7. Guidelines are developed for dissemination and implementation with regard to their target audiences. Their dissemination should ensure that practitioners and consumers become aware of them and use them;

In the case of the guidelines being discussed here you can download them from the web-site – otherwise you can get someone else to download them from the web-site for you.

8. The implementation and impact of the guidelines should be evaluated; and

9. Guidelines should be updated regularly.

I look forward to the dissemination of the steps and process for implementation of steps 3 and 5 to 9 with our newest guidelines – don’t hold your breath.

So, if the Registration Board’s attempt to offer guidelines is severely flawed where can we turn?

Guidelines have been produced which would more likely live up to the standards of the NHRMC. The Council on Chiropractic Practice Clinical Practice Guideline (“CCP”) is currently undergoing its’ second revision.
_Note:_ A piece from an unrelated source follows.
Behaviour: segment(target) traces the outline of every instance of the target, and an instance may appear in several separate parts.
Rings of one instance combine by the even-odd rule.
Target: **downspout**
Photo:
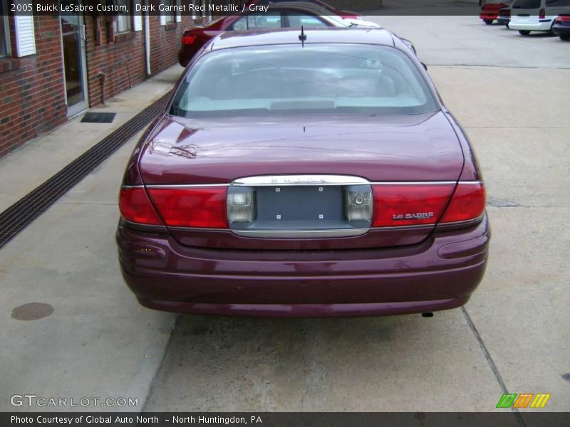
[[[148,6],[148,0],[145,0],[145,5]],[[145,14],[145,57],[147,63],[147,75],[150,75],[150,26],[149,24],[148,12]]]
Following publication of the CCP Guidelines the document was submitted to the National Guideline Clearinghouse for consideration for inclusion. The NGC is sponsored by the U.S. Agency for Health Care Research and Quality and is in partnership with the American Medical Association and the American Association of Health Plans.

Its mission is as follows: “The NGC mission is to provide physicians, nurses, and other health professionals, health care providers, health plans, integrated delivery systems, purchasers and others an accessible mechanism for obtaining objective, detailed information on clinical practice guidelines and to further their dissemination, implementation and use.” In other words the US equivalency of the NHRMC.

The AHRQ contracts with ECRI, a nonprofit health services research agency, to perform the technical work for the NGC. ECRI is an international nonprofit health services research agency and a Collaborating Center of the World Health Organization.

In November of 1998, following review by ECRI, the CCP Guidelines were accepted for inclusion within the National Guideline Clearinghouse.

The CCP has developed practice guidelines for vertebral subluxation with the active participation of field doctors, consultants, seminar leaders, and technique experts. In addition, the Council has utilized the services of interdisciplinary experts in the Agency for Health Care Policy and Research (AHCPR), guidelines development, research design, literature review, law, clinical assessment, chiropractic education, and clinical chiropractic.

The Council additionally included consumer representatives at every stage of the process and had individuals participating from several major chiropractic political and research organizations, chiropractic colleges and several other major peer groups. The participants in the guidelines development process undertaken by the CCP and their areas of expertise are clearly disclosed.

The Guidelines offer ratings of practices based on the following system:

Established: Accepted as appropriate for use in chiropractic practice for the indications and applications stated.

Investigational: Further study is warranted. Evidence is equivocal, or insufficient to justify a rating of “established.”

Inappropriate: Insufficient favorable evidence exists to support the use of this procedure in chiropractic practice.

Categories of Evidence underpinning each rating are presented as:

E: Expert opinion based on clinical experience, basic science rationale, and/or individual case studies. Where appropriate, this category includes legal opinions.

L: Literature support in the form of reliability and validity studies, observational studies, “pre-post” studies, and/or multiple case studies. Where appropriate, this category includes case law.

C: Controlled studies including randomized and non-randomized clinical trials of acceptable quality.